Furthermore, at least four different times during the closing argument the prosecutor stated that witness Hickman had testified that defendant said only “Let her lay there.” In view of the correction of the testimony attributed to defendant by the prosecutor by both the court and the witness, and the repeated admonitions to the jury that they were to take the evidence only as given by the witnesses and the statement by the prosecutor on four different occasions in his closing argument that the witness had said “Let her lay there,” it is inconceivable that the jury could be misled or influenced in any degree by the remark of the prosecutor in his opening statement and the inference carried by his question, or that the defendant would be prejudiced in any way from receiving a fair trial because of the appearance of the offensive remark and question during the trial.

I also do not believe that prejudice resulted to defendant because the prosecutor remarked in his closing argument that the State did not have a right to appeal. The remark was improper and the trial court was in error in overruling defendant’s objection. However, in view of what I view as strong evidence of defendant’s guilt this remark should not constitute reversible error. This is conceded by the majority in their opinion and the holding of the cases referred to in the C.J.S. citation.

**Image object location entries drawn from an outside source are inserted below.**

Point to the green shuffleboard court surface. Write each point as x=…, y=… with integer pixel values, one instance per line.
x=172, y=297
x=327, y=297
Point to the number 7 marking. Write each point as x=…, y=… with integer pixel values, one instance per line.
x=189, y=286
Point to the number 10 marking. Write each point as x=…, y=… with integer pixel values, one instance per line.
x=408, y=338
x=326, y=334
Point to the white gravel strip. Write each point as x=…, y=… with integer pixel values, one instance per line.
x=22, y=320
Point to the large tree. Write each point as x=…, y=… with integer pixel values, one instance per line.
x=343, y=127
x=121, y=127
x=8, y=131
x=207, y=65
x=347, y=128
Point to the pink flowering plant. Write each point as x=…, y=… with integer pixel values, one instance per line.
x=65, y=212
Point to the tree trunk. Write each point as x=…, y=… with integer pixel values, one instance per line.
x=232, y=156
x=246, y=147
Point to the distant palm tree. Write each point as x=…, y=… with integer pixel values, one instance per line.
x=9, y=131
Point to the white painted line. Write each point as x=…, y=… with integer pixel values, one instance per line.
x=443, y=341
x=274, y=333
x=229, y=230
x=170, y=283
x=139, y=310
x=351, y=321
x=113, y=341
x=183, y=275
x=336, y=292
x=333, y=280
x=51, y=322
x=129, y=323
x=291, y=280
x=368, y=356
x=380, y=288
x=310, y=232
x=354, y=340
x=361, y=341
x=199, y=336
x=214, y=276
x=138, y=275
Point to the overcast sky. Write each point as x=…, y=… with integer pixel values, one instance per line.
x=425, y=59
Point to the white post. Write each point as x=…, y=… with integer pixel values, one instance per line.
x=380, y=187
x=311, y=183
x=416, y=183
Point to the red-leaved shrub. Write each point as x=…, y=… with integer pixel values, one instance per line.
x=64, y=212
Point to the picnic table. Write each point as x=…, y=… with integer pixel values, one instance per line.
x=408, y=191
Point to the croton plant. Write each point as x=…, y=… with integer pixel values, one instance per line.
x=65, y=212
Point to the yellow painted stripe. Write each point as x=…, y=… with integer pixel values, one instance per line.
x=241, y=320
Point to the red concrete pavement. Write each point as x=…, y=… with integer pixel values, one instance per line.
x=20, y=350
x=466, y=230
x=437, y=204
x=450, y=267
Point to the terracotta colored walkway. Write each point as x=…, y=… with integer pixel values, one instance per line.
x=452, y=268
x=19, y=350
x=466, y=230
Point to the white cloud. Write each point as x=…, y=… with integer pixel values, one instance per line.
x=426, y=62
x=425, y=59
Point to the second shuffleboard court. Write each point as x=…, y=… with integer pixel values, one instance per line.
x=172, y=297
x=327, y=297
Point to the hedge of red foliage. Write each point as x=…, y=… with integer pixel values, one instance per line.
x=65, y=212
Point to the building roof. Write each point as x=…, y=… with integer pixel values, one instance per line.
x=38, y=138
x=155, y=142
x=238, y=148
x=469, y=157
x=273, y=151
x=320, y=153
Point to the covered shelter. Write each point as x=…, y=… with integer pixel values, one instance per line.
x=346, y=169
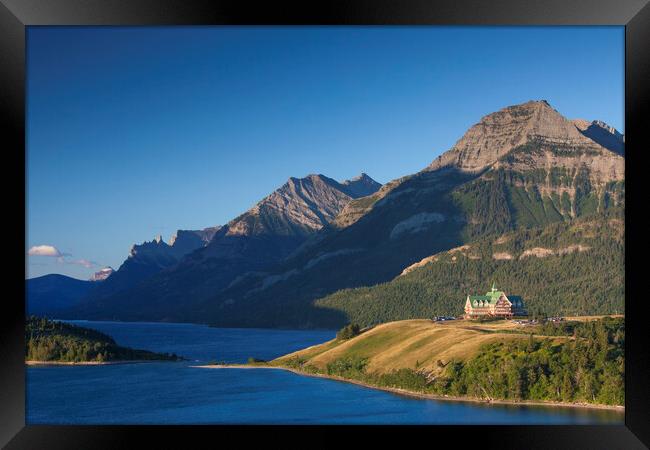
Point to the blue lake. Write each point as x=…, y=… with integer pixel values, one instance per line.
x=176, y=393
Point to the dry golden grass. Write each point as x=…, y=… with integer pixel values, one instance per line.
x=414, y=344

Although a prosecutor’s remarks may be subject to criticism, unless they constitute a material factor in the conviction or are such that prejudice to the defendant is the probable result, the verdict will not be disturbed (People v. Davis, 46 Ill.2d 554, 264 N.E.2d 140; People v. Nicholls, 42 Ill.2d 91, 245 N.E.2d 771.) This rule was followed by this District in People v. Lyons, 8 Ill.App.3d 695, 290 N.E.2d 313. In my opinion the remarks of the prosecutor cannot be said to constitute a material factor in the conviction of the defendant and accordingly are not reversible error.